The nearly 8,700 square miles of Saginaw Bay watershed in central Michigan is home to over one million Michigan residents who rely on its ecological services such as filtering pollutants to help provide clean drinking water and providing habitat for fishing, hunting and wildlife viewing. Major landscape alterations over the last century like cutting down the forest and draining wetlands have impacted Saginaw Bay severely, limiting water filtration and flood control. Thanks to vital federal grants, 1,250 acres of Maankiki Marsh have been restored. The connection to the complex river system allows fish and other aquatic life to pass between the river and wetlands. This opens areas for fish that have been unavailable for many decades. Wetland berms were constructed to create three large units allowing Shiawassee National Wildlife Refuge to better manage the wetland types that would naturally occur. These wetland types are decreasing on a national level and conservation efforts are crucial as they provide a diverse ecosystem for fish, birds and other wetland-dependent plants and animals. The increased wildlife diversity adds many opportunities for people to enjoy things such as hunting, fishing and wildlife viewing as well.

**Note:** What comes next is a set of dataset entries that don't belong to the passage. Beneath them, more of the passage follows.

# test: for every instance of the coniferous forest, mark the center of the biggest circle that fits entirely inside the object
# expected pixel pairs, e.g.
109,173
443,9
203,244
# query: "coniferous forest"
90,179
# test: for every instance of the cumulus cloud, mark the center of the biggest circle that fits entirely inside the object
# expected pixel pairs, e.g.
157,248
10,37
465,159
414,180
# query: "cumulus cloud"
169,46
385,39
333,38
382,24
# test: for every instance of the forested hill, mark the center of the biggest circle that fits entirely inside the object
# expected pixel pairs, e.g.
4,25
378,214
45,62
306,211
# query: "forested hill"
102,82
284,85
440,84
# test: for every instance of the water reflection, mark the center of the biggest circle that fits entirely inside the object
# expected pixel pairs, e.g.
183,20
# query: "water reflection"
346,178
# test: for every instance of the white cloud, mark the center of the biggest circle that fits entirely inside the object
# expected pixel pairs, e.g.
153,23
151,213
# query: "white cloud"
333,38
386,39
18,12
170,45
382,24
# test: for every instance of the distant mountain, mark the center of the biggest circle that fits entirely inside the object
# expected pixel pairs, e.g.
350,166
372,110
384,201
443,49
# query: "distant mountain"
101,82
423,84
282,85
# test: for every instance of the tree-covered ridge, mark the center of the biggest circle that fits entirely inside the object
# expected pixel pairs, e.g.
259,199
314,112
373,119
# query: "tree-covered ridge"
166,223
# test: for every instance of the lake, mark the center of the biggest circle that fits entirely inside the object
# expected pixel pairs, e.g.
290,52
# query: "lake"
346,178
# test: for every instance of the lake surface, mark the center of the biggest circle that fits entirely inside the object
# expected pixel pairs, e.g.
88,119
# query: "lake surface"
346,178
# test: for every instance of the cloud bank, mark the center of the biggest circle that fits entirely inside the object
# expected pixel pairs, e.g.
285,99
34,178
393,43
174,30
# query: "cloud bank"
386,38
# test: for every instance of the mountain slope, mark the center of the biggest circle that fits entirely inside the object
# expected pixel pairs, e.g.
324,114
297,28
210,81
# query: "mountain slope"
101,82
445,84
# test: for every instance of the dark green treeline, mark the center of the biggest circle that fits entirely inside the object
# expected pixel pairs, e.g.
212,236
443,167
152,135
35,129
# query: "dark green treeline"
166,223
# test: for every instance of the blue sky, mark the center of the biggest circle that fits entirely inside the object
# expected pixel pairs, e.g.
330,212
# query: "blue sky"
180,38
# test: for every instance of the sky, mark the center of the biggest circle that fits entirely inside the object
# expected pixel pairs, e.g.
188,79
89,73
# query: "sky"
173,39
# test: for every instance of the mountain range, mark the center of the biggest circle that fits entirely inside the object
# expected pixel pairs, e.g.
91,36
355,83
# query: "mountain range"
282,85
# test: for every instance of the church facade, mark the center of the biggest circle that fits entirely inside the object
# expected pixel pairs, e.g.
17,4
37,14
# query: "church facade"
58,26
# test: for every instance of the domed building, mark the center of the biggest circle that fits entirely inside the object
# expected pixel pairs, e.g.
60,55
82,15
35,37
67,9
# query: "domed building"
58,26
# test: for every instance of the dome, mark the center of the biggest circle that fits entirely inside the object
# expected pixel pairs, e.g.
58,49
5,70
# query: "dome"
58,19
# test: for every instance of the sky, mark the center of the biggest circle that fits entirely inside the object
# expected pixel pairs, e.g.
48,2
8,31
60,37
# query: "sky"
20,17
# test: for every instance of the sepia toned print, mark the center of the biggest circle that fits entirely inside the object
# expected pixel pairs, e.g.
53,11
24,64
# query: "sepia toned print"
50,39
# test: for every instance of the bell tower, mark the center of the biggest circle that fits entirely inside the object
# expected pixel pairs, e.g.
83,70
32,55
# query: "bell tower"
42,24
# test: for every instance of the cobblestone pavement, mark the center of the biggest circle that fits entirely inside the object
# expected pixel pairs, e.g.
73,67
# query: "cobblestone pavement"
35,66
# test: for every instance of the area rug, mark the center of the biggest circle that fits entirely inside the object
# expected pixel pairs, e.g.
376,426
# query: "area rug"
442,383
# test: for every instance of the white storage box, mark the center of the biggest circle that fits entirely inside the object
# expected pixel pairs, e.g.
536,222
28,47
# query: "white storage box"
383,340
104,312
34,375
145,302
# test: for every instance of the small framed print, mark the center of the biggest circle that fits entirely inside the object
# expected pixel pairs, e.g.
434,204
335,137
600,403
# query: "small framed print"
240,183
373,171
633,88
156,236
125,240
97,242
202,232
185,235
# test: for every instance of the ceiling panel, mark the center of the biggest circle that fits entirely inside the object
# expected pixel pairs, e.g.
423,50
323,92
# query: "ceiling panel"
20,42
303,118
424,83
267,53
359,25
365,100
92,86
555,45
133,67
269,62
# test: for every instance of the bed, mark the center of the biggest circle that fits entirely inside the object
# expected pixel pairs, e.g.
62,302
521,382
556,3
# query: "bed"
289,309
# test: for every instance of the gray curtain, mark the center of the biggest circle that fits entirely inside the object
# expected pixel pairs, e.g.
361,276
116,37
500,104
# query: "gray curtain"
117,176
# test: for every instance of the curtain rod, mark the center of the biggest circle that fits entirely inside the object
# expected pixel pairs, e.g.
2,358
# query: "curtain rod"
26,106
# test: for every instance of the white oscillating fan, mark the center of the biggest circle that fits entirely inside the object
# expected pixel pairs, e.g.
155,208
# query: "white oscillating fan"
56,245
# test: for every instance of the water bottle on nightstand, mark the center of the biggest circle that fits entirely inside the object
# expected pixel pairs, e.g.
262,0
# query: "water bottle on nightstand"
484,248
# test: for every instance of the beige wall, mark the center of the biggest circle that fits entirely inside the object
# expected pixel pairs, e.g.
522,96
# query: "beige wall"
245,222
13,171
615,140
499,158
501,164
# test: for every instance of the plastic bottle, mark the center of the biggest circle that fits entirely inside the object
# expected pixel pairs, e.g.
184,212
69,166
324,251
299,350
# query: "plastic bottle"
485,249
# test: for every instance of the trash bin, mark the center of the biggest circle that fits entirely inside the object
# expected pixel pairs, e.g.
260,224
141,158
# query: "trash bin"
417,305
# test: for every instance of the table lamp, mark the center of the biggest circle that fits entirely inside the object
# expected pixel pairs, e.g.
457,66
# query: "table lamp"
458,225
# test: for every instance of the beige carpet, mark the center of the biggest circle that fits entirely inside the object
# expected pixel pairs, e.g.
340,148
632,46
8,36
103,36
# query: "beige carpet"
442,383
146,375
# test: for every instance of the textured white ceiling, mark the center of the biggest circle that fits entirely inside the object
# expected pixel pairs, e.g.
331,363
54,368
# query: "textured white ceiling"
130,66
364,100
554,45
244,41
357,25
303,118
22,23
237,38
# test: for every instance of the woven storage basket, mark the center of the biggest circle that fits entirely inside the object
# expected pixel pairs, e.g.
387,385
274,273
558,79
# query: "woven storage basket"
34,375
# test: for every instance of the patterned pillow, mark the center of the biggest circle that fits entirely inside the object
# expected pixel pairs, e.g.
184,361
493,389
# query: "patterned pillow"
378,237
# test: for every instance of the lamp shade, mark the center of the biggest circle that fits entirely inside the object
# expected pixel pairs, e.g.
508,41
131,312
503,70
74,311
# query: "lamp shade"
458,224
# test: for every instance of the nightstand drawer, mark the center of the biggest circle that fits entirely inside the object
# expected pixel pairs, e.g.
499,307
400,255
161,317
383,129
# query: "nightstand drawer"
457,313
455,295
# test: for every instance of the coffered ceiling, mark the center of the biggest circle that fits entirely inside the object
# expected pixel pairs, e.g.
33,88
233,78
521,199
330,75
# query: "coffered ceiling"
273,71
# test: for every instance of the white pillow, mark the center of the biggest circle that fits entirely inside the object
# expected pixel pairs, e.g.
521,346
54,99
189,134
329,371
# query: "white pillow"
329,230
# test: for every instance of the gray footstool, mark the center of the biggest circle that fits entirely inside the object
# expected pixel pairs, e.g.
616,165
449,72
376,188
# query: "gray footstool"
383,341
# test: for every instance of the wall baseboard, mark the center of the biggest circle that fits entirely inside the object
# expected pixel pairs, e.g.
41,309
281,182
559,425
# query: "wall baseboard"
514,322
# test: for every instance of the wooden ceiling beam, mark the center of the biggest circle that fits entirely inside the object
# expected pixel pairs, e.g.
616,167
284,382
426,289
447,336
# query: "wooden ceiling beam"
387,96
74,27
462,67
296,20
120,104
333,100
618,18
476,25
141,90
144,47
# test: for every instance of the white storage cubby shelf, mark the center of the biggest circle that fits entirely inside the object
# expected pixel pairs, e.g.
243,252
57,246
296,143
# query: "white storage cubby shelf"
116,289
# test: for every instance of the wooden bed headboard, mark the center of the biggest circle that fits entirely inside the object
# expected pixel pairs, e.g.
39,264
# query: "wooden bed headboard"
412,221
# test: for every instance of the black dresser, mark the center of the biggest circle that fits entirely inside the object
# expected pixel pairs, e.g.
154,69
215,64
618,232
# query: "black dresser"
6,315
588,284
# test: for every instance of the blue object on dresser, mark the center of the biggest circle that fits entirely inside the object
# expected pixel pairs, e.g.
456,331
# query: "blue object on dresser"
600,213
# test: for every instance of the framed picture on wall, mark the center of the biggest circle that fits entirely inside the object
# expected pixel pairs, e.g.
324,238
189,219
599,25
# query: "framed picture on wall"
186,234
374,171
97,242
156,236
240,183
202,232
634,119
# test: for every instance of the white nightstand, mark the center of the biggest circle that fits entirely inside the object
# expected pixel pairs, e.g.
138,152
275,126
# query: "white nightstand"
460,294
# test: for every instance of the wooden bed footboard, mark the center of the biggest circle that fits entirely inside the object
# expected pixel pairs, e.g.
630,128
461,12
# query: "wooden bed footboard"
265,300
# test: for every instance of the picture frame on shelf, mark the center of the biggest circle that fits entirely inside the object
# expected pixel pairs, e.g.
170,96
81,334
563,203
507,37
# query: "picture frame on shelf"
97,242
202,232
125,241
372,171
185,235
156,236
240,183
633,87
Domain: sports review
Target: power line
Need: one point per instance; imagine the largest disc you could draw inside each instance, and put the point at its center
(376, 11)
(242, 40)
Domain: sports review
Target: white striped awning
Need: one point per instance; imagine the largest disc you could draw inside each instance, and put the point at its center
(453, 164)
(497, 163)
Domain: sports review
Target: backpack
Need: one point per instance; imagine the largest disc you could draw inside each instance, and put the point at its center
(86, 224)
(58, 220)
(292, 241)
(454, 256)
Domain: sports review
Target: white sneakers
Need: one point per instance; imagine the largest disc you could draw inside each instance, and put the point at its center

Resource Challenges Addressed

  • Undesirable algae
  • Low oxygen levels in the water
  • Degradation of fish and wildlife populations
  • Loss of fish and wildlife habitat
  • Poor water quality

MAANKIKI MARSH RESTORATION

Grass tops poke up through the snow on a sunny day

Marshes, like the one pictured here, provide important habitat for native fish and wildlife. Credit: Courtney Celley U.S. Fish and Wildlife Service.

Results and Accomplishments

The restored Maankiki wetland now provides crucial breeding and migration habitat for endangered species such as the king rail (a rare marsh bird found in Michigan), common moorhens and least bitterns, and are foraging sites for bald eagles, waterfowl, and other migratory birds. The marsh will also help lessen flood impacts by slowing the flow of flood water. The marsh filters the pollutants from rainwater runoff, improving water quality downstream in the Saginaw River and within Saginaw Bay.